• Ototekno

TikTok Dilarang, Aktivis AS Khawatir Kehilangan Aset Utama

Tri Umardini | Minggu, 02/06/2024 06:01 WIB
TikTok Dilarang, Aktivis AS Khawatir Kehilangan Aset Utama TikTok menentang larangan yang ditandatangani oleh Presiden AS Joe Biden menjadi undang-undang dan yang mengharuskan pemilik ByteDance untuk sepenuhnya memisahkan TikTok untuk pemirsa AS atau platform tersebut akan dilarang. (FOTO: AP Photo)

JAKARTA - Michael Mezzatesta adalah pendidik iklim yang tinggal di Los Angeles, California.

Selama dua tahun terakhir, dia menggunakan TikTok dan Instagram sebagai sarana untuk menyebarkan berita tentang demonstrasi perubahan iklim dan cara nyata agar masyarakat dapat terlibat dan berjuang untuk mengatasi perubahan iklim.

Pada bulan September 2023, ia membantu membangkitkan minat terhadap pawai iklim di New York.

“Kami memperkirakan mungkin 5.000 hingga 10.000 orang di sana.

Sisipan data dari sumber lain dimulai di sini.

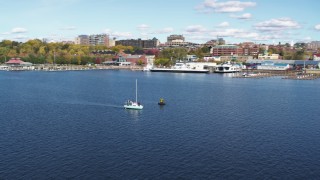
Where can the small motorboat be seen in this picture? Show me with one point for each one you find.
(161, 102)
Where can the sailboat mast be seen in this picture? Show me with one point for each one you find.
(136, 90)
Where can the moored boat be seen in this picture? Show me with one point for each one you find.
(180, 68)
(161, 102)
(133, 104)
(227, 68)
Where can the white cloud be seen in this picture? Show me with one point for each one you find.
(19, 30)
(224, 7)
(165, 30)
(69, 28)
(243, 16)
(143, 27)
(118, 34)
(20, 37)
(5, 33)
(195, 29)
(277, 25)
(224, 24)
(122, 34)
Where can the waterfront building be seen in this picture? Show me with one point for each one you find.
(222, 50)
(99, 39)
(93, 40)
(268, 57)
(18, 64)
(151, 43)
(82, 39)
(313, 45)
(250, 49)
(192, 58)
(316, 57)
(176, 40)
(270, 65)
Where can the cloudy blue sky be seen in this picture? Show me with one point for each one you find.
(260, 21)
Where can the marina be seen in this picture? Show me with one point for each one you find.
(57, 123)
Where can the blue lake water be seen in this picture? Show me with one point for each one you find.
(59, 125)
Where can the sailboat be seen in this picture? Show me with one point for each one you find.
(131, 104)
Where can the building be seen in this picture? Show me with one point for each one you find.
(93, 40)
(18, 64)
(314, 45)
(99, 39)
(176, 40)
(223, 50)
(151, 43)
(82, 39)
(268, 57)
(316, 57)
(250, 49)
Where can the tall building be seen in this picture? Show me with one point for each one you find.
(93, 40)
(82, 39)
(224, 50)
(99, 39)
(313, 45)
(176, 40)
(151, 43)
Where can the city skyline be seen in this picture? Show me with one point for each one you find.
(198, 21)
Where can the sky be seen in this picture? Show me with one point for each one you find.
(259, 21)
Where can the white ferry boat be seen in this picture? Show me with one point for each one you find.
(227, 68)
(182, 68)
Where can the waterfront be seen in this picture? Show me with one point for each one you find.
(72, 125)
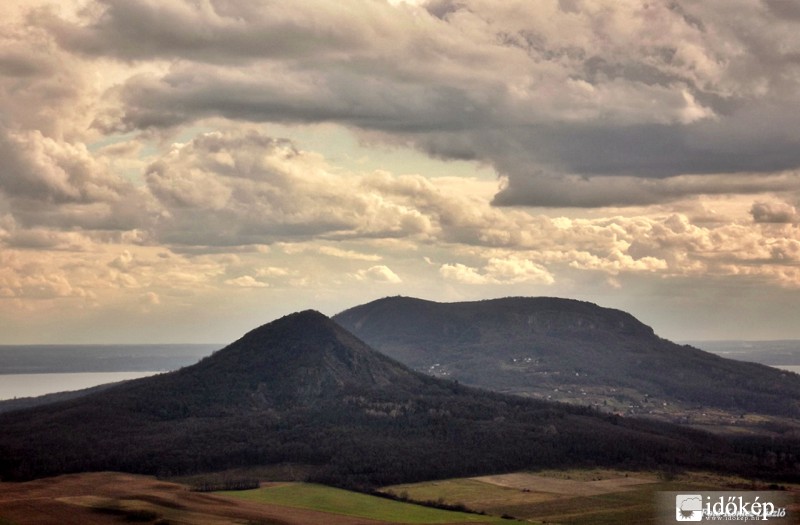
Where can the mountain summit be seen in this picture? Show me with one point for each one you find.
(576, 352)
(303, 390)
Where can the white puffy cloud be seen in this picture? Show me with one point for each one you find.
(586, 87)
(379, 273)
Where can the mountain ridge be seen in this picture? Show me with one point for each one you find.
(303, 390)
(571, 351)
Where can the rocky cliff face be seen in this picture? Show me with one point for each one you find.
(571, 351)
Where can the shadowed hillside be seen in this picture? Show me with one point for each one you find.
(571, 351)
(303, 390)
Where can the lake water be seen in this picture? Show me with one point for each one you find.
(30, 385)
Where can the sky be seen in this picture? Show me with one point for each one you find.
(186, 170)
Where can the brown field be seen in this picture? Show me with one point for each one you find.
(573, 497)
(568, 487)
(112, 498)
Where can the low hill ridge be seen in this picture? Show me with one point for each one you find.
(303, 390)
(572, 351)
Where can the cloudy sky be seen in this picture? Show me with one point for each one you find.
(185, 170)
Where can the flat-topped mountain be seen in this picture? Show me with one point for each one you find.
(303, 390)
(572, 351)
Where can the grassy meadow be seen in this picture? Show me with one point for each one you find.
(343, 502)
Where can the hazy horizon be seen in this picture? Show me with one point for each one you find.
(182, 171)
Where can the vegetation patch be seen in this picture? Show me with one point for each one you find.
(338, 501)
(589, 496)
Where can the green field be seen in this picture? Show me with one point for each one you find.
(568, 497)
(337, 501)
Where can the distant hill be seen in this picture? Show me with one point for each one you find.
(303, 390)
(575, 352)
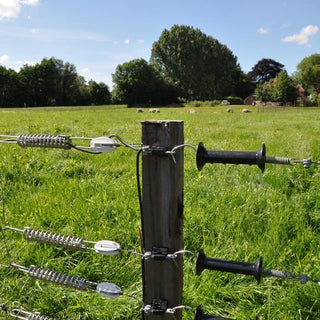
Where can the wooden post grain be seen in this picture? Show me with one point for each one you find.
(162, 215)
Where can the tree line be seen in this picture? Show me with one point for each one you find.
(49, 83)
(185, 64)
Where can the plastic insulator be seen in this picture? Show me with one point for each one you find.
(69, 242)
(44, 141)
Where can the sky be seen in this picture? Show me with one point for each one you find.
(98, 35)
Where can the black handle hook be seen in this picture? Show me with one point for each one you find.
(247, 268)
(235, 157)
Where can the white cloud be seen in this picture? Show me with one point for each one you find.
(29, 2)
(22, 63)
(11, 9)
(4, 58)
(263, 30)
(304, 35)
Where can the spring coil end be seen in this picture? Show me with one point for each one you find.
(70, 242)
(44, 141)
(58, 278)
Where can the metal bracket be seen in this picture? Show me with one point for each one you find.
(156, 150)
(159, 253)
(159, 306)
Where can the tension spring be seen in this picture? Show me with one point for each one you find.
(105, 289)
(105, 247)
(24, 315)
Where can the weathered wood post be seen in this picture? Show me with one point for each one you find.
(162, 218)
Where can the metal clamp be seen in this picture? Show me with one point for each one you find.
(158, 306)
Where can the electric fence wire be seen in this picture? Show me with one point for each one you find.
(4, 239)
(22, 314)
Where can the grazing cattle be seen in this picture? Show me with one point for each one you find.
(154, 110)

Saya cukup yakin lebih dari 50.000 orang hadir,” kata Mezzatesta kepada Al Jazeera.

Dia mengatakan hal itu sebagian besar berkat TikTok.

“Ada orang-orang yang mendatangi saya yang bahkan tidak saya kenal selama unjuk rasa dan mengatakan saya melihat video Anda dan itulah alasan saya ada di sini,” tambahnya.

Namun kemampuan Mezzatesta dalam menggunakan platform media sosial seperti TikTok untuk berorganisasi semakin terancam.

Banyaknya keputusan yang diambil baru-baru ini dari Washington dan raksasa media sosial seperti X, Meta (pemilik Facebook dan Instagram), dan ByteDance (pemilik Tiktok) telah membuat pengorganisasian isu-isu sosial dan politik menjadi jauh lebih sulit sebelum siklus pemilu yang penting di Amerika Serikat terjadi. Amerika Serikat.

TikTok menentang larangan yang ditandatangani oleh Presiden Joe Biden, dengan alasan masalah privasi data, menjadi undang-undang.

ByteDance harus sepenuhnya memisahkan TikTok untuk audiens AS atau platform tersebut akan dilarang.

Diperlukan waktu setidaknya satu tahun sebelum pelarangan tersebut benar-benar berlaku sambil menunggu adanya tantangan hukum.

Platform media sosial tersebut telah mengajukan gugatan terhadap pemerintah AS di tengah tuduhan bahwa undang-undang tersebut melanggar Amandemen Pertama Konstitusi AS, yang melindungi hak atas kebebasan berpendapat.

Namun perselisihan antara pemerintah federal dan ByteDance membuat aktivis seperti Mezzatesta berada dalam posisi sulit saat mereka menjajaki masa depan pengorganisasian protes dan demonstrasi untuk massa.

Sentimen serupa juga dianut oleh organisasi seperti Gen-Z for Change – sebuah kumpulan aktivis muda.

“Daripada mencoba menerapkan undang-undang privasi data universal untuk melindungi orang Amerika dari krisis privasi data nyata yang kita alami di negara ini, Kongres memilih untuk melarang aplikasi yang telah menjadi salah satu platform paling kuat untuk pengorganisasian kaum muda,” kata pendiri Aidan Kohn-Murphy mengatakan kepada Al Jazeera.

Hal ini merupakan tambahan dari beberapa tantangan tingkat negara bagian. Awal tahun ini, seorang hakim federal membatalkan rancangan undang-undang negara bagian Montana yang melarang aplikasi tersebut . Negara mengajukan banding atas keputusan tersebut dan kasusnya terus berlanjut.

Bulan ini, dua suku asli Amerika bergabung dalam perjuangan untuk melarang negara melarang aplikasi tersebut, mengklaim bahwa tindakan tersebut melampaui kedaulatan suku dan bahwa negara seharusnya berupaya menutup kesenjangan digital di tanah penduduk asli Amerika.

Larangan federal, jika pada akhirnya tidak dihentikan oleh pengadilan, tidak akan berlaku sampai setelah pemilu bulan November. Namun dampaknya bisa langsung terjadi.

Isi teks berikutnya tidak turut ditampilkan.